A share buyback, also known as share repurchase, is a corporate action to buy back its own outstanding shares from its existing shareholders usually at a premium to the prevailing market price. It can be an alternative tax-efficient way to return money to shareholders. Share buybacks reduce the number of shares in circulation, which can increase the share value and the earnings per share (EPS).
Last month, Paytm shares were under pressure after Japan’s SoftBank Group Corp offered to cut its stake in the company through a $200 million block deal. The sale followed the end of one-year mandatory lock-in for pre-IPO investors in Paytm.
Paytm shares made their stock market debut in November last year and the scrip has declined nearly 66% since its listing amid the global tech slowdown that started last year.
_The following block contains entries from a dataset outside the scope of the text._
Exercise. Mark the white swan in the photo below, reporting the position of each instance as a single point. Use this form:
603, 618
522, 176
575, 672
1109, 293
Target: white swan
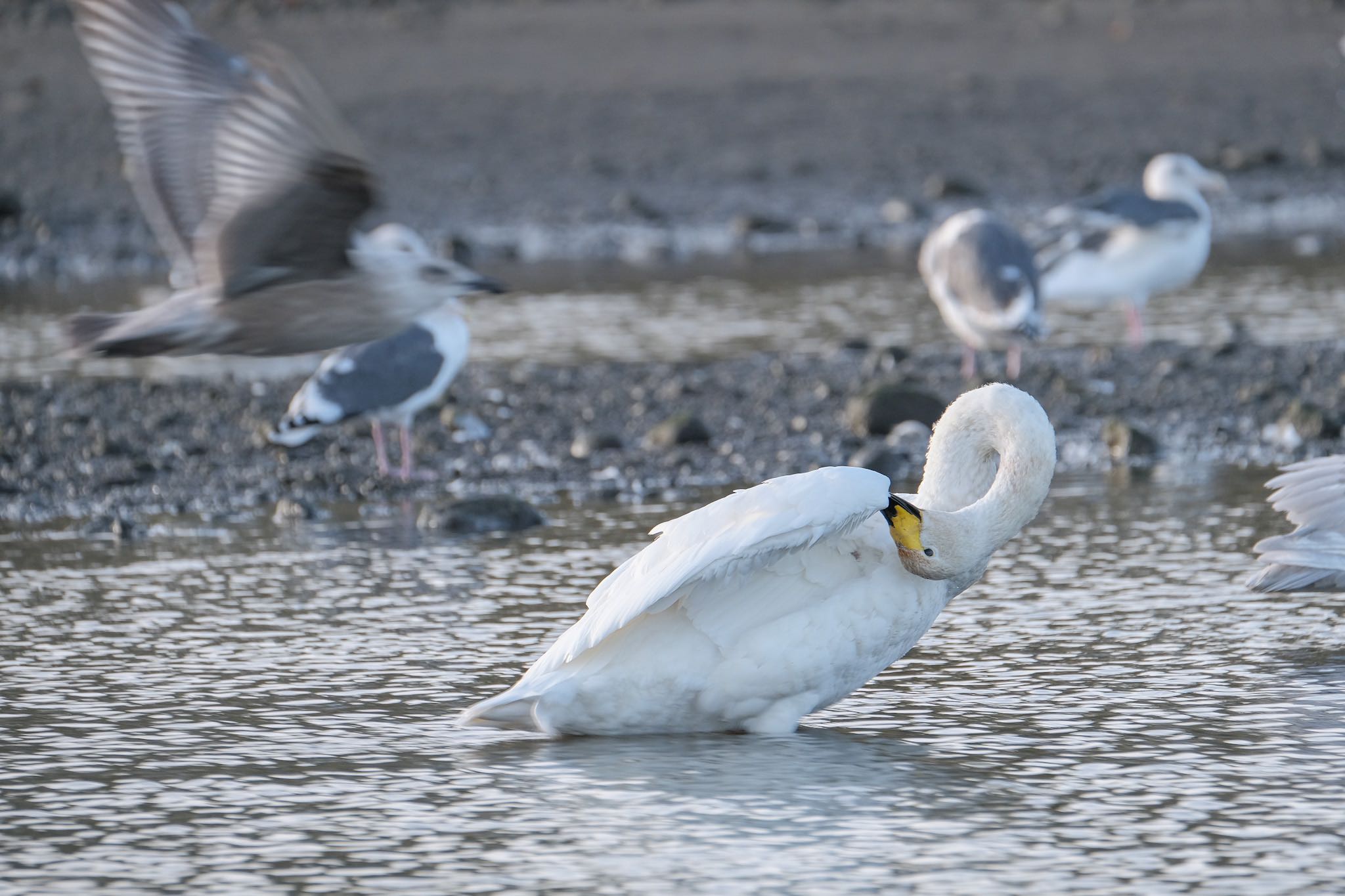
779, 599
1312, 558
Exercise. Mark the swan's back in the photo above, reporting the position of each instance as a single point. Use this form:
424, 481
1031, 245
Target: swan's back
1312, 558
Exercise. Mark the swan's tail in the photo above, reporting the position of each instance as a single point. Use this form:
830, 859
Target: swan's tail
505, 711
1300, 563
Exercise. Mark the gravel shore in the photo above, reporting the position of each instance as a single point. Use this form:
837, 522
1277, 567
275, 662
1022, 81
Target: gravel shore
659, 131
78, 449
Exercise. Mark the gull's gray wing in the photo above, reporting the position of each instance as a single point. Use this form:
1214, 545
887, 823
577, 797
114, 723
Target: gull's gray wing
1312, 558
378, 375
169, 88
1091, 222
292, 182
989, 267
241, 164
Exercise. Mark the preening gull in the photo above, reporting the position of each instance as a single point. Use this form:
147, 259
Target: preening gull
389, 381
252, 184
1312, 558
981, 274
1130, 245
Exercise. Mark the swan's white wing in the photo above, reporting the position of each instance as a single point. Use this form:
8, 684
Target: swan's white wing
1312, 495
728, 538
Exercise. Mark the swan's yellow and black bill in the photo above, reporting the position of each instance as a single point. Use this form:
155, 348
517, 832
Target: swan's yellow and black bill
904, 522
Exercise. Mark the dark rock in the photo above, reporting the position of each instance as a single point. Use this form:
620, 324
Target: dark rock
588, 444
950, 187
744, 226
11, 207
475, 516
885, 405
460, 250
680, 429
631, 203
1124, 441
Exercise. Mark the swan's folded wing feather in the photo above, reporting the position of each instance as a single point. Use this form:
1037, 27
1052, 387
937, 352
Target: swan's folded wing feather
728, 538
1301, 562
1312, 495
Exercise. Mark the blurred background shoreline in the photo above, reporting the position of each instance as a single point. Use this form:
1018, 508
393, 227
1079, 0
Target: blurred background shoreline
663, 132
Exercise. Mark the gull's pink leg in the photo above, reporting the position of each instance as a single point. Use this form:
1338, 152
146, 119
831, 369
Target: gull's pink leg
409, 471
380, 449
408, 463
969, 363
1134, 324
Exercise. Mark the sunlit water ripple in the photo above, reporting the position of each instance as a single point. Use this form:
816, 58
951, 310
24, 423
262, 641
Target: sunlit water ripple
256, 708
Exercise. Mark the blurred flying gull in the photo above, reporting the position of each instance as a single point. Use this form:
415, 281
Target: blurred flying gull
1312, 558
981, 274
254, 186
389, 381
1130, 245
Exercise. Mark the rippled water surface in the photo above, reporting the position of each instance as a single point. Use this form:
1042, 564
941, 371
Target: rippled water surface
254, 708
1277, 300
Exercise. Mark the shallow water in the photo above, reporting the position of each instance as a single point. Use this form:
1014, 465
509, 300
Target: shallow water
795, 308
241, 707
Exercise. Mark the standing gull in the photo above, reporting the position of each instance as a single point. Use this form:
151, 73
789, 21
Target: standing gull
1126, 244
389, 381
1312, 558
254, 186
981, 274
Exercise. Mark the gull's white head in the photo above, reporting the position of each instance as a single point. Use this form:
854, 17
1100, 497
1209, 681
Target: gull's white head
1179, 177
403, 255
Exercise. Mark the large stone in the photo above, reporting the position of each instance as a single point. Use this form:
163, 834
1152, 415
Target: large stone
680, 429
883, 406
474, 516
588, 444
1124, 441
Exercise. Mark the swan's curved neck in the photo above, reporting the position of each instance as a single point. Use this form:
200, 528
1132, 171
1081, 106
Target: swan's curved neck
989, 465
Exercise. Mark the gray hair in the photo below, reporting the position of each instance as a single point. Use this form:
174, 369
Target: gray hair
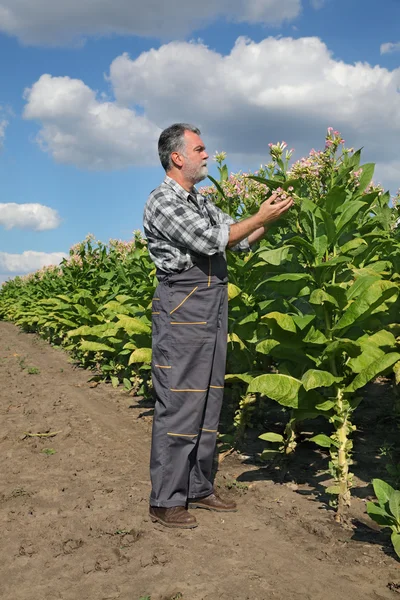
172, 140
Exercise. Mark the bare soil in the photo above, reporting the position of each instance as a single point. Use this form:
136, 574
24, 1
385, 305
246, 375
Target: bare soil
74, 506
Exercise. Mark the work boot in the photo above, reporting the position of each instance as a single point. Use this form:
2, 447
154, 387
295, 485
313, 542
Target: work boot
176, 516
213, 502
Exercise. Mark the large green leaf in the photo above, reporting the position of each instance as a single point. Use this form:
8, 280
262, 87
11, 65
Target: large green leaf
382, 491
274, 257
366, 176
234, 377
369, 354
379, 515
314, 378
395, 538
282, 388
320, 297
394, 505
283, 321
132, 325
271, 437
88, 346
360, 285
373, 370
322, 440
140, 355
348, 213
378, 293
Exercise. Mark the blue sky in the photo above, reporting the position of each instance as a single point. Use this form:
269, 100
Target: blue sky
80, 144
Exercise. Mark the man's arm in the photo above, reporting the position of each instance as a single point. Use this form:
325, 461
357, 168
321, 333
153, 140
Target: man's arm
254, 227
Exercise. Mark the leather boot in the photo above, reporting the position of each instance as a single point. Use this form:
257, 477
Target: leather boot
176, 516
213, 502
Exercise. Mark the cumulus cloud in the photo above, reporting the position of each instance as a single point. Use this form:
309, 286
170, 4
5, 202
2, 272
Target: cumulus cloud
283, 88
36, 217
50, 22
78, 128
279, 88
3, 127
390, 47
28, 261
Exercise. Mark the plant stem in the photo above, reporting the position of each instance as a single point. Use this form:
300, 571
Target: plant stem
342, 458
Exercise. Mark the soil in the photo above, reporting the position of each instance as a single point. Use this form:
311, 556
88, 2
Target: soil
74, 505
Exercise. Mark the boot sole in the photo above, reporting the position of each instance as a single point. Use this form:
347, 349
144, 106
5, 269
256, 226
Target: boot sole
173, 525
194, 505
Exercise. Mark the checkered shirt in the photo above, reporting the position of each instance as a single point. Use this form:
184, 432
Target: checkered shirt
180, 225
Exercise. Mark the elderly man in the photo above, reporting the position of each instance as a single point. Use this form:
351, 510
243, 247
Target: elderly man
187, 238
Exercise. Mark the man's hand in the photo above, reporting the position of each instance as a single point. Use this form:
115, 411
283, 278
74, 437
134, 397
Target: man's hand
253, 228
273, 208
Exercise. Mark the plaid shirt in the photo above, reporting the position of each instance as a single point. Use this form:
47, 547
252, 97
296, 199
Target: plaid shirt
180, 225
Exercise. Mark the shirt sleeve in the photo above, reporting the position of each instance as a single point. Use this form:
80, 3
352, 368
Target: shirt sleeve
221, 217
178, 222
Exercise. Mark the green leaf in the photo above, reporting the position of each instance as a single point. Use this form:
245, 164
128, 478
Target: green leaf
313, 379
233, 337
372, 371
343, 345
366, 176
140, 355
382, 491
348, 214
233, 291
245, 377
334, 490
269, 454
353, 244
132, 325
266, 346
395, 538
379, 515
327, 405
394, 505
378, 293
114, 381
360, 285
87, 346
314, 336
322, 440
282, 320
271, 437
282, 388
320, 297
274, 257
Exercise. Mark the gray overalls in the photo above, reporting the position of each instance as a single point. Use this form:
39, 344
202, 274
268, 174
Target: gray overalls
190, 318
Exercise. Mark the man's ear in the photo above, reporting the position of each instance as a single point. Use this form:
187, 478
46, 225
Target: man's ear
177, 159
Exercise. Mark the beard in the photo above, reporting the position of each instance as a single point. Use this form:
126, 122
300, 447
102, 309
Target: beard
195, 174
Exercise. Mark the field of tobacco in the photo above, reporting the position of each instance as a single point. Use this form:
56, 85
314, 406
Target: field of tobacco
314, 310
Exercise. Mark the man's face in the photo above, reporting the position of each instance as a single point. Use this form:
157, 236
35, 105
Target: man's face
195, 158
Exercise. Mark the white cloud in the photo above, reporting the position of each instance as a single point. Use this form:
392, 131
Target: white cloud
63, 21
390, 47
79, 129
28, 216
28, 261
279, 88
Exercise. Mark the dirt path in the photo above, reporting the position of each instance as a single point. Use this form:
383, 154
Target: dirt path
74, 522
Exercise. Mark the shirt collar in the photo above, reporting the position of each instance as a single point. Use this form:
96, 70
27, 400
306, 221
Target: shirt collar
181, 191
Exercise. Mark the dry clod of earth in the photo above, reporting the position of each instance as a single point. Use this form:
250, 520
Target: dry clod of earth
74, 523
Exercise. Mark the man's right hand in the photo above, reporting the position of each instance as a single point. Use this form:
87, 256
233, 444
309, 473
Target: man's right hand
271, 210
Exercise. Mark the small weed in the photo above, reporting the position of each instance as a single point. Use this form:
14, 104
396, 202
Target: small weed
48, 451
237, 485
33, 371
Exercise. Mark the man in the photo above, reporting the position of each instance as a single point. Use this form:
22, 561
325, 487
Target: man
187, 238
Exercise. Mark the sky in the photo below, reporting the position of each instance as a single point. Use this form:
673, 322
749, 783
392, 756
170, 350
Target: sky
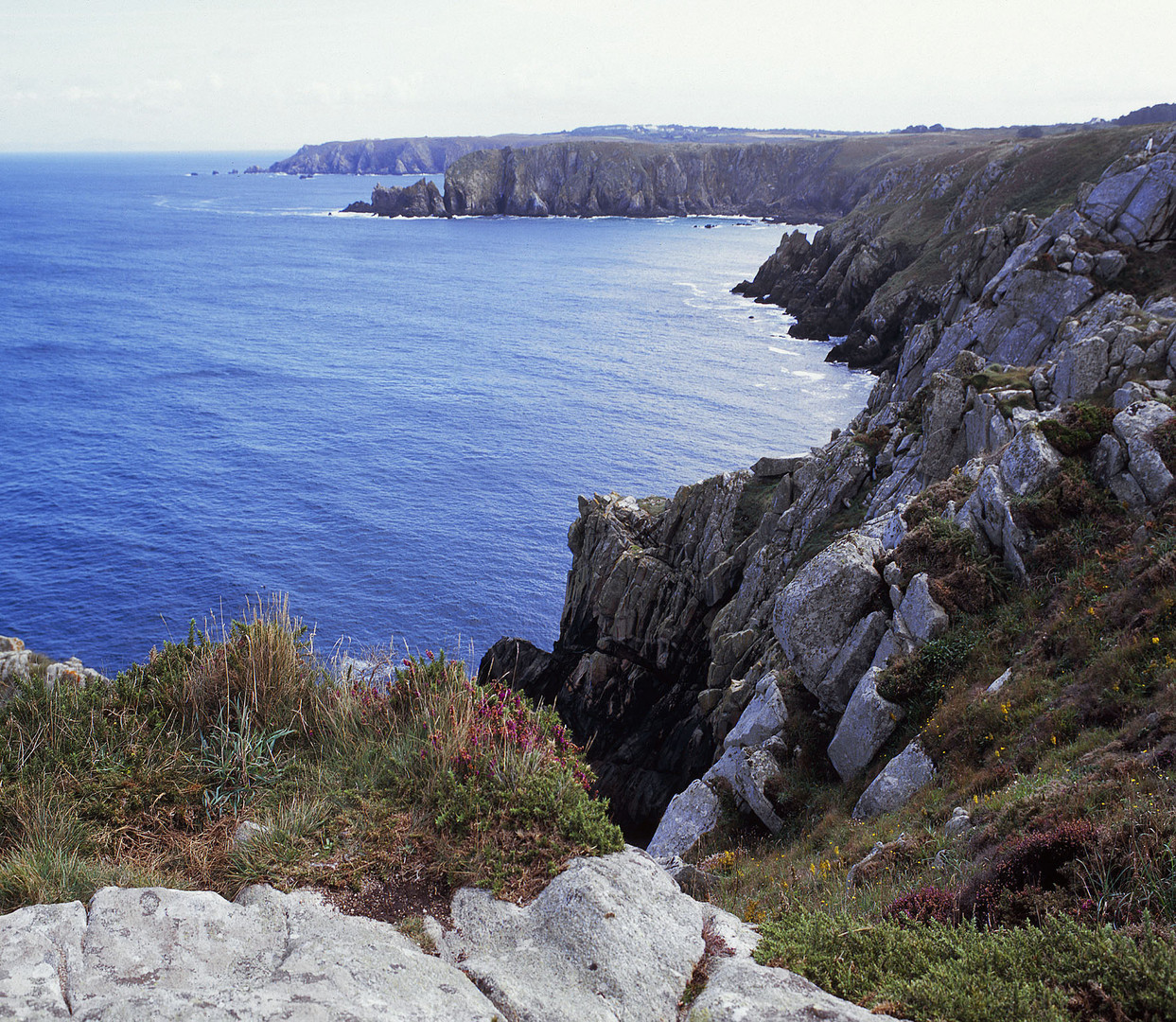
255, 74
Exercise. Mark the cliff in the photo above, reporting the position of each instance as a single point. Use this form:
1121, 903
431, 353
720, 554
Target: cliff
799, 180
868, 279
433, 155
682, 614
799, 183
420, 199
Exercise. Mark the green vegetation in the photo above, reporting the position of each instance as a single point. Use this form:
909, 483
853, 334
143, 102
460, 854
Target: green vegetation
937, 972
1059, 899
402, 771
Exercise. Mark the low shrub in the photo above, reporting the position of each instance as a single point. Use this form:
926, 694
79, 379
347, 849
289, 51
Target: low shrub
1034, 861
1079, 427
922, 677
961, 576
933, 972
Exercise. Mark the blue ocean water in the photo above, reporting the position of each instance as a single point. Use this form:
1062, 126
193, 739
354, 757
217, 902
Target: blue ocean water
213, 389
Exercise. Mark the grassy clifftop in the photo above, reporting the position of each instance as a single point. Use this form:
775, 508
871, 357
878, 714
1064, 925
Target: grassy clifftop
393, 784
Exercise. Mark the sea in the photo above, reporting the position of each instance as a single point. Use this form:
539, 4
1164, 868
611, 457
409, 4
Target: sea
214, 387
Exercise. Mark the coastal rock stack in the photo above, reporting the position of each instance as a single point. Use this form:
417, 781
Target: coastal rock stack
677, 611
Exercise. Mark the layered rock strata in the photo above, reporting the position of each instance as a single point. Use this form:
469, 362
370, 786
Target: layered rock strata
677, 610
609, 940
Other new-age tech stocks, including Zomato, Nykaa, PB Fintech – which went public last year, have also had tough months so far on the stock market and have already fallen below their respective issue prices.
Paytm’s net loss in the July-September period swelled to ₹571 crore as compared to ₹473 crore a year earlier, however, narrowed from ₹650 crore in the previous quarter of June 2022. Meanwhile, its consolidated revenue from operations increased by about 76% to ₹1,914 crore during the reported quarter.